Sevgili Bayan [Silinmiş],
Mektubunuzdan anladığım kadarıyla oğlunuz bir eşcinsel. Ondan bahsederken bu terimi kullanmamanız dikkatimi çekti. Neden bundan kaçındığınızı sorabilir miyim? Eşcinselliğin bir avantaj olmadığı ortada ama utanılacak bir şey veya bir özür, aşağılık bi durum da değil; bunu bir hastalık olarak sınıflandıramayız; daha ziyade, bir tür cinsel işlev olduğunu ve cinsel gelişimin belli alanlarındaki ketlenmelerden kaynaklandığını düşünüyoruz. Gerek eski zamanlarda gerekse modern çağlarda eşcinsel olduğu bilinen pek çok saygıdeğer erkek yaşamıştır ki bunların bazıları çok büyük isimlerdir (örn. Plato, Michelangelo, Leonardo da Vinci vb.) Eşcinselliği bir suç olarak görmek büyük haksızlık – ve zalimlik – olacaktır. Bana inanmıyorsanız, Havelock Ellis’in kitaplarını okuyun.
Benden yardım istediğinize göre, anladığım kadarıyla eşcinselliği ortadan kaldırıp normal heteroseksüelliği temin edip edemeyeceğimi soruyorsunuz. Bunun yanıtı şu: Genel anlamda böyle bir şeyi başarmayı vaat edemem. Bazı sayılı vakalarda heteroseksüel eğilimlerin çürümeye yüz tutmuş köklerini yeniden geliştirmeyi başarıyoruz. Bu kökler her eşcinselde mevcut olmakla birlikte çoğunda artık gelişmesi imkansız hale gelmiş oluyor.

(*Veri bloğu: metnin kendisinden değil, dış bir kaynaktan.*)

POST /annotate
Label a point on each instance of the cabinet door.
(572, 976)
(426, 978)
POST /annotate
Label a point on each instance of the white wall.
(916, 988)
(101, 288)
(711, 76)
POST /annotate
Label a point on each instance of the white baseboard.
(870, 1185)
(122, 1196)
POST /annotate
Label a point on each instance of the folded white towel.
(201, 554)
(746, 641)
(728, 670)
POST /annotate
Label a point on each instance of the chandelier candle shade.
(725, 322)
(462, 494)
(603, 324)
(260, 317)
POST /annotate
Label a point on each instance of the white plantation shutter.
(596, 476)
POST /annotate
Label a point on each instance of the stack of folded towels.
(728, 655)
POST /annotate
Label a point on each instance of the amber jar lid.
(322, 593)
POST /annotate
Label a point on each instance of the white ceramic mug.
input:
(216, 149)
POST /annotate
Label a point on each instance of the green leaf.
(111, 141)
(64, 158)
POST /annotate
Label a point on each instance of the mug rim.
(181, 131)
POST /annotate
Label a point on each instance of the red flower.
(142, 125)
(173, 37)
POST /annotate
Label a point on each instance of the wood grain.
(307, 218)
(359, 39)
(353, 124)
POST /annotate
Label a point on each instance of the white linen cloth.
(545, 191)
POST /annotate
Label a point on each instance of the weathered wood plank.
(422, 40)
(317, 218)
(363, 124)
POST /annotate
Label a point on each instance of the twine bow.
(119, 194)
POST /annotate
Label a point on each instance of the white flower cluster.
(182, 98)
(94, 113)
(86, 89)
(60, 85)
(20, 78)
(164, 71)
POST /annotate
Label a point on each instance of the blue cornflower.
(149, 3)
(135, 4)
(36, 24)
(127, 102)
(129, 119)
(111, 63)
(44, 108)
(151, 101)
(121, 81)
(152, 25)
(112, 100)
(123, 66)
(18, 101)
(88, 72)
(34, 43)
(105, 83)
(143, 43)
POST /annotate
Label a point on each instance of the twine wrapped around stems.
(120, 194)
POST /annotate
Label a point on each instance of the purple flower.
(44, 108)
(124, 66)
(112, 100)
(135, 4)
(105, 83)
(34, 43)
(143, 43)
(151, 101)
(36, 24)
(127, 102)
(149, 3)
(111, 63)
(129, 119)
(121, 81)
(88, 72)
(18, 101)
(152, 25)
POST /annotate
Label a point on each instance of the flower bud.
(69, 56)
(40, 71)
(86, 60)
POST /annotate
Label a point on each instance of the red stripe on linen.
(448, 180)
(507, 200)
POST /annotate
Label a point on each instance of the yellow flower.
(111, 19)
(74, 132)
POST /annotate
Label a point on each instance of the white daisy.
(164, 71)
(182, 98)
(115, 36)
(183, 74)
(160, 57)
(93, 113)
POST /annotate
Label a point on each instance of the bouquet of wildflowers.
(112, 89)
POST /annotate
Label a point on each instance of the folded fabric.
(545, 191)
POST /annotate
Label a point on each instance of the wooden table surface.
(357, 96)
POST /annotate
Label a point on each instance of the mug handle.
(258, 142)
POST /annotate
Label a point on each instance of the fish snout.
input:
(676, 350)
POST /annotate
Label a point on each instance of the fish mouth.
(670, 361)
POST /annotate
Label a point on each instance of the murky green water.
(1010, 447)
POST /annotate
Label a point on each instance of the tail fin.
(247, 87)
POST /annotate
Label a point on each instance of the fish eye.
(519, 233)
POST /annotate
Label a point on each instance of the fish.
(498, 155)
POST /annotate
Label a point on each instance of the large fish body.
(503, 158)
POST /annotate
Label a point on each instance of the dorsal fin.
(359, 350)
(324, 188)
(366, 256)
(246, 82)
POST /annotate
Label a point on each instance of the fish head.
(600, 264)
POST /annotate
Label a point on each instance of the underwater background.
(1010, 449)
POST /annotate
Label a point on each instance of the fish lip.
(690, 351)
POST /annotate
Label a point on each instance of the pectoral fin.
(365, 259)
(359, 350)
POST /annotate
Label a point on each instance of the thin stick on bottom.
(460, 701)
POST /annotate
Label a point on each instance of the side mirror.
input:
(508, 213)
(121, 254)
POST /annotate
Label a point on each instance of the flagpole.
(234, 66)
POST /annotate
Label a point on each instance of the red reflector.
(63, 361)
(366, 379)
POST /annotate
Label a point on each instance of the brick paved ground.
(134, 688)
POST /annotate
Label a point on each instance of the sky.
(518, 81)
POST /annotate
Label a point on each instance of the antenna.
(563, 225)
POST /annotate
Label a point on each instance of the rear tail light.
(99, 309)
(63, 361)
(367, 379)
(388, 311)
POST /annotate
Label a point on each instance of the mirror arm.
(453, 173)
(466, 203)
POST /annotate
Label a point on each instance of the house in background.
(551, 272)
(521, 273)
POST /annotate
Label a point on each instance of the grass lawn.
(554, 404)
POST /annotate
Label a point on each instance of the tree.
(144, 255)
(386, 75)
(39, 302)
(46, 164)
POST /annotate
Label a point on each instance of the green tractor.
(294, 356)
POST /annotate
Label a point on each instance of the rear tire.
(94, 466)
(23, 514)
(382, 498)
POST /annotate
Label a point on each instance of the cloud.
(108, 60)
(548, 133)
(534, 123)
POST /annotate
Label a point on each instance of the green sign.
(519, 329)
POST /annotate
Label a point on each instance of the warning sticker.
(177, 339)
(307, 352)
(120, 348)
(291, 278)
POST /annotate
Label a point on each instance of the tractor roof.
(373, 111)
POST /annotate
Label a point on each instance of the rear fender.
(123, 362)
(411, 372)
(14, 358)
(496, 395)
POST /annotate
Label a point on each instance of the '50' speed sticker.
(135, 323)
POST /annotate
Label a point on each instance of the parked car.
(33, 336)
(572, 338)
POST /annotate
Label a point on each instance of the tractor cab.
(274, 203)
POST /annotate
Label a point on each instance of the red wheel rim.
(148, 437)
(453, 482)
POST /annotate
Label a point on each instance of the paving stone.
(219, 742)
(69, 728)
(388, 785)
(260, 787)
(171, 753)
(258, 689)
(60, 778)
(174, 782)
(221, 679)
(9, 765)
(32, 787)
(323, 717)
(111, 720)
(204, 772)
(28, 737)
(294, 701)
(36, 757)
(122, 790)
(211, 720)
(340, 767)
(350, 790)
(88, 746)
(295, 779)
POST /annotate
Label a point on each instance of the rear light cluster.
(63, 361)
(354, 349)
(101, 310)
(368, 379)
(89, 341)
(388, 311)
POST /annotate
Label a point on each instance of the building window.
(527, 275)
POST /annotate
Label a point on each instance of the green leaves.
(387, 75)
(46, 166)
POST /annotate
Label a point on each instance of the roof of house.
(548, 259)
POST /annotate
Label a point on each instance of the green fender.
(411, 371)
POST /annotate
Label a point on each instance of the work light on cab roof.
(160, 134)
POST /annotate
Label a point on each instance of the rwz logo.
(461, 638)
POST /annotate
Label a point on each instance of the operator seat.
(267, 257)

… bu daha çok, kişinin nitelikleri ve yaşıyla ilgili. Tedavinin sonuçlarını önceden kestiremiyoruz.
Analiz oğulunuza daha farklı bir açıdan yardımcı olabilir. Eğer ki kendisi mutsuzsa, nevrotikse, çatışmalardan muzdaripse, sosyal yaşamında çekingen davranıyorsa, eşcinsel kalıp kalmaması fark etmeksizin, analiz ona uyum, iç huzur ve tam bir yetkinlik sağlayabilir. Eğer benimle analize girmesi gerektiğine kanaat getirirseniz – ki böyle bir şeyin olmayacağını sanıyorum – Viyana’ya gelmesi gerekiyor. Buradan ayrılmaya hiç niyetim yok. Her koşulda lütfen bana bir yanıt vermeyi ihmal etmeyin.